Quando è arrivato là dove desidera [nell'Empireo], vede una donna che viene onorata e riluce a tal punto che lo spirito pellegrino la ammira per il suo splendore. La vede in tal modo, che quando me lo riferisce io non lo capisco, a tal punto parla in modo complesso al cuore dolente che lo spinge a raccontare. Io so che parla di quella nobildonna dal momento che ricorda spesso Beatrice, cosicché io lo capisco bene, mie care donne. |
Interpretazione complessiva
- Metro: sonetto con schema della rima ABBA, ABBA, CDE, DCE (A, B ed E sono in assonanza, come anche C e D). Non sono presenti particolarità linguistiche di rilievo, mentre lo schema della rima è analogo a quello dei sonetti inclusi negli ultimi capp. dell'opera (da XXXVI a XL, quest'ultimo inviato alle due donne insieme a quello incluso nel cap. XLI).

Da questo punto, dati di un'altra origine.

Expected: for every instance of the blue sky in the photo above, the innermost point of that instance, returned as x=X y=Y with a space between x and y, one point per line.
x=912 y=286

- La prosa che precede il sonetto riferisce della richiesta rivolta a Dante da due nobildonne di inviare loro dei testi poetici, per cui l'autore mette insieme una piccola antologia che comprende i sonetti dei capp. XXXII e XL, più quello che segue composto per l'occasione: quest'ultimo è una solenne celebrazione di Beatrice assisa nello splendore dell'Empireo, attraverso la finzione del pensiero di Dante (definito attraverso il "sospiro", ossia "per lo nome d'alcuno suo effetto") che esce dal suo cuore e attraversa il Primo Mobile arrivando alla sede dei beati, dove vede una donna onorata che risplende a tal punto che Dante non riesce a riconoscerla. La lirica racconta un'esperienza mistica che va molto al di là dello schema classico dello Stilnovo e anticipa decisamente la poesia elevata del Paradiso, specie quando Dante afferma di non comprendere ciò che il suo pensiero gli riferisce in quanto parla "sottile", in modo troppo complesso (è il motivo dell'indicibilità già espresso da Cavalcanti e ripreso da Dante in molte liriche stilnoviste, ma che sarà ulteriormente sviluppato nel Paradiso soprattutto nella descrizione di Beatrice; ► TESTO: Chi è questa che vèn).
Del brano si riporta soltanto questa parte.